Inspired by: Peppermint Bliss

As the fabric on a headboard.

Inspired by: Nest Egg

As wall color in a family room.

Inspired by: The Bubb Report

As a light neutral yet feminine color.

Inspired by: The Decorista

For fur, pillow, and curtain accents.

Inspired by: The Decorista

With other dark colors to create an interesting bed...

Inspired by: OhDeeDoh

As a trendy pattern for walls.

Inspired by: The Decorista

Et 'tu, bathroom?

Inspired by: The Decorista

So come on, I know by now all you readers are fired up one way or another. Cast your vote in the “Comment” box below.

Is GRAY a YAY or a NAY?

Animal House: Fur

16 Jul

To mix it up a little from just looking at animal prints, today is about another HUGE obsession of mine that belongs in the animal kingdom.


This warm and hairy manner of decorating has been in pop culture in movies, books, and fantasies (bear skin rug by the fire, anyone?), and I am fully convinced it is a trend here to stay. In moderation, of course.

Besides adding interest and drama to your room, it is a GREAT way to add texture — a must in decorating.

Check out these digs full of the faux fur fabulosity:

The hairy pillows in this hotel room adds a touch of flair.

Inspired by: Apartment Therapy

white fur + white couch = glamorous and modern

Inspired by: Better Homes & Gardens “New Decorating Book”

Even one small fur pillow can stand out.

Inspired by: Better Homes & Gardens “New Decorating Book”

Fur can give an eclectic feel to a modern room.

Inspired by: Decor 8

The wood floor would be extremely empty without a rug, and this one gives it more interest than a boring old "flat" rug.

Inspired by: Design Sponge Online

If you're feeling really wild, go for fur bedding!
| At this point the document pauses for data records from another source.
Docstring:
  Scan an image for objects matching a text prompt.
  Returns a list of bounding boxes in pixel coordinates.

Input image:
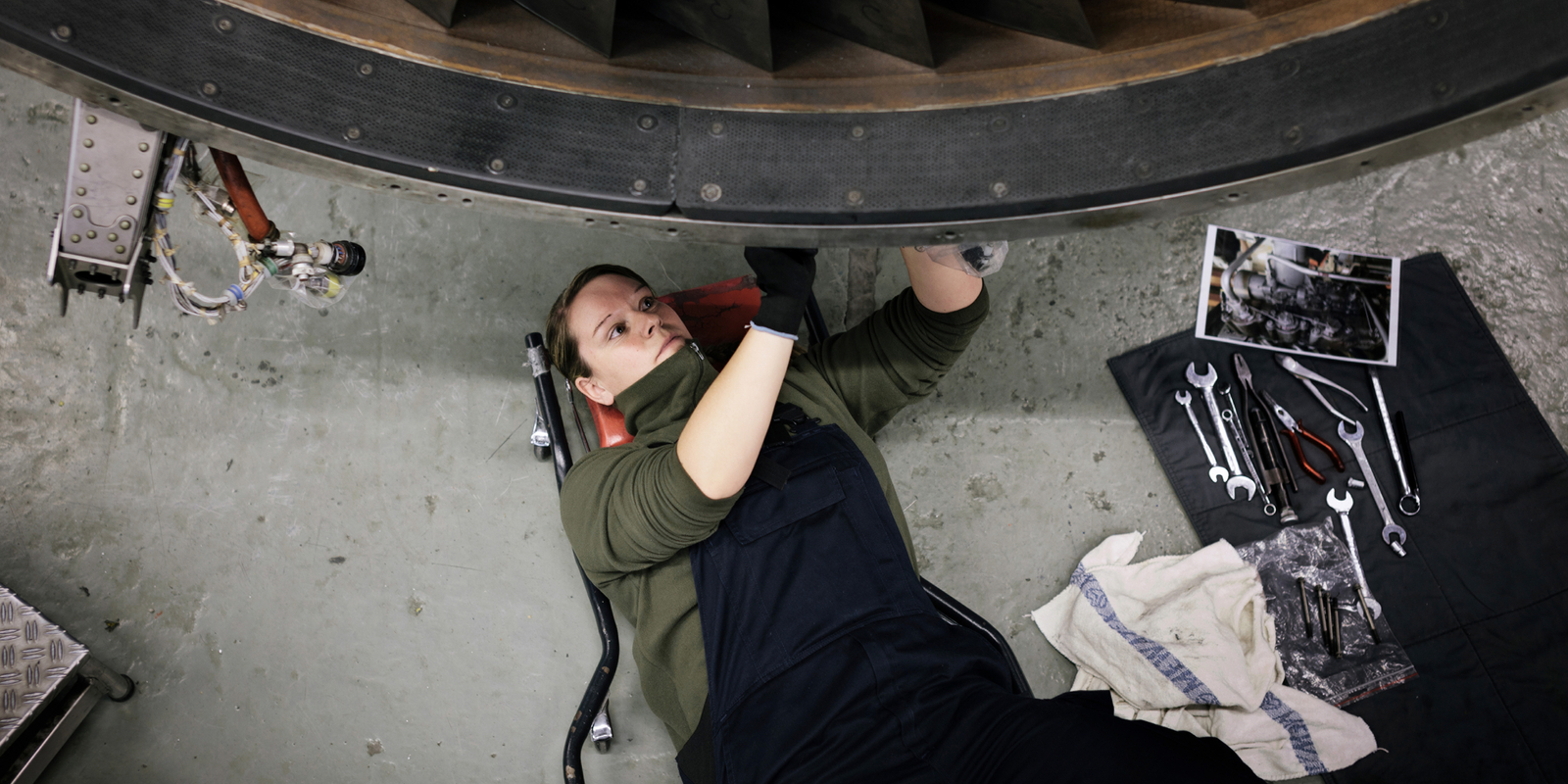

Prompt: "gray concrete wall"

[0,66,1568,782]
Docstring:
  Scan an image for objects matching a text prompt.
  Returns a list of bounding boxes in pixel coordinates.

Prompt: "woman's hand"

[899,248,982,314]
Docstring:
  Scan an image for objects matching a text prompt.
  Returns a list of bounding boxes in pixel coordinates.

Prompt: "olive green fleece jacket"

[562,288,990,750]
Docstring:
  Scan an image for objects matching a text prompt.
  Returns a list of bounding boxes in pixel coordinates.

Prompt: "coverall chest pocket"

[692,426,931,723]
[727,466,844,546]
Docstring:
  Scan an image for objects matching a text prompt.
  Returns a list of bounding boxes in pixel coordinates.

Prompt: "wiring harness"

[149,136,366,319]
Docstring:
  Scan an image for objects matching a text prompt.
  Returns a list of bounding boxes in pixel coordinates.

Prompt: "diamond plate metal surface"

[0,586,88,750]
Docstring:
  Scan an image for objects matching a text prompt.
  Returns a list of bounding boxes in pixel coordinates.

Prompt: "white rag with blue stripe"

[1032,533,1377,781]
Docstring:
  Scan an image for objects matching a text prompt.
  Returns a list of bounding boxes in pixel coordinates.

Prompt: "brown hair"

[544,264,653,382]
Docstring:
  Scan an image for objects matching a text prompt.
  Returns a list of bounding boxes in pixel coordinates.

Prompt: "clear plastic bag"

[914,240,1006,277]
[1236,519,1416,708]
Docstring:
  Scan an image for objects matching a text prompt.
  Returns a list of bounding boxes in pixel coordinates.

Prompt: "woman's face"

[566,274,692,406]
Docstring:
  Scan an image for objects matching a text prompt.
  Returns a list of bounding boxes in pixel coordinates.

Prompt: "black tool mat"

[1107,254,1568,782]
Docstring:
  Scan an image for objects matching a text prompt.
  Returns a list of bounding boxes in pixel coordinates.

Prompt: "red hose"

[212,147,277,241]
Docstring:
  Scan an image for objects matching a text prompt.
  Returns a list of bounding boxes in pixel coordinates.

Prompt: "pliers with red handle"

[1262,392,1346,484]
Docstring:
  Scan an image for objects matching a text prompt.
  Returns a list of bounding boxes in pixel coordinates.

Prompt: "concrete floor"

[0,63,1568,784]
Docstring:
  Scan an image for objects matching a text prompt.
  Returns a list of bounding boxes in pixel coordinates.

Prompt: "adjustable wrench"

[1187,363,1257,500]
[1339,421,1409,559]
[1328,489,1383,617]
[1220,384,1280,517]
[1176,389,1229,481]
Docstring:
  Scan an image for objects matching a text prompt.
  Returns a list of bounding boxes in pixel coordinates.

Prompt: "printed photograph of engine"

[1197,225,1400,366]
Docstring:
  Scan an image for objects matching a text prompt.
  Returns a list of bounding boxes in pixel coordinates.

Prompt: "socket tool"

[1275,355,1367,421]
[1367,367,1421,517]
[1262,392,1346,484]
[1339,421,1409,559]
[1187,363,1257,500]
[1176,389,1229,481]
[1328,489,1383,617]
[1394,411,1421,517]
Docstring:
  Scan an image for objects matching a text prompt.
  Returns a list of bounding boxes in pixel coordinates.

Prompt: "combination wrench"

[1187,363,1257,500]
[1176,389,1229,481]
[1339,421,1409,559]
[1328,489,1383,617]
[1220,384,1280,517]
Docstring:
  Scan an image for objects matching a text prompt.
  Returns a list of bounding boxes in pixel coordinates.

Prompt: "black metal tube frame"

[523,332,621,784]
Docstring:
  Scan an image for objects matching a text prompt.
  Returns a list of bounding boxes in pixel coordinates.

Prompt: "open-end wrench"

[1328,489,1383,617]
[1187,363,1257,500]
[1176,389,1229,481]
[1339,421,1409,559]
[1367,366,1421,517]
[1220,384,1280,517]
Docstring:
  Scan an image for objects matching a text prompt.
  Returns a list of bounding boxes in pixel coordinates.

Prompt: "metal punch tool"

[1275,355,1370,421]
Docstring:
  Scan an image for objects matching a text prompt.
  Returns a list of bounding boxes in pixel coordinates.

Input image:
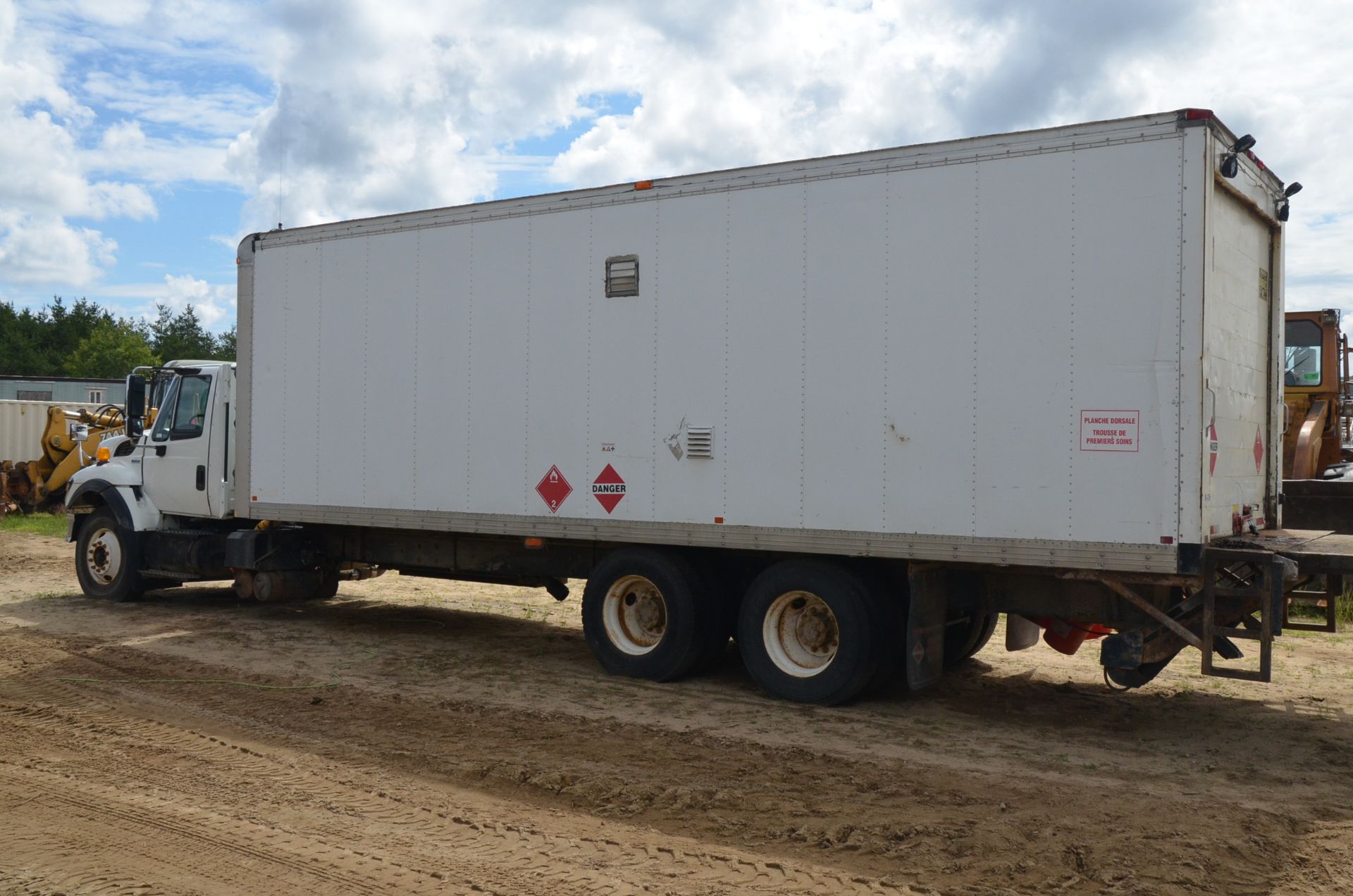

Might be a little hot though...

Inspired by: Flickr

If you're timid about the trend, try a simple blanket draped on a couch or chair.

Inspired by: Living Etc.

Pair your pillows and a rug.

Inspired by: Living Etc.

A fur throw blanket can act as a cozy chair cover as well.

Inspired by: Lonny Mag

It seems like white fur rugs are the way to go.

Inspired by: The Decorista

This room becomes more elegant with a white fur throw.

Inspired by: The Inspired Room

Even West Elm is getting on in the trend!

Inspired by: West Elm

And in keeping with eco-friendliness and my own personal beliefs, I must stress that FAUX FUR is the way to go. It can sometimes be difficult to find, but you’ll be able to rest easier knowing a small woodland creature didn’t die only to lay on your sofa. (Sorry that’s a little grotesque…just trying to make a point)

Try these on for size:

White Fur Pillow only $6

Inspired by: Coffee House Vintage on Etsy

Here's a little white fur rug, $145

Inspired by: dluxo on Etsy

Black Fur Pillow, $16

Inspired by: Dyche Design on Etsy

Gorgeous faux mink throw blanket, $79.99

Inspired by: Saari Design on Etsy

A furrier brown fur blanket, $29.99

Inspired by: TopDog Couture on Etsy

Multi-color fur accent pillows, starting at $59

Inspired by: West Elm

**No animals were harmed in the writing of this blog.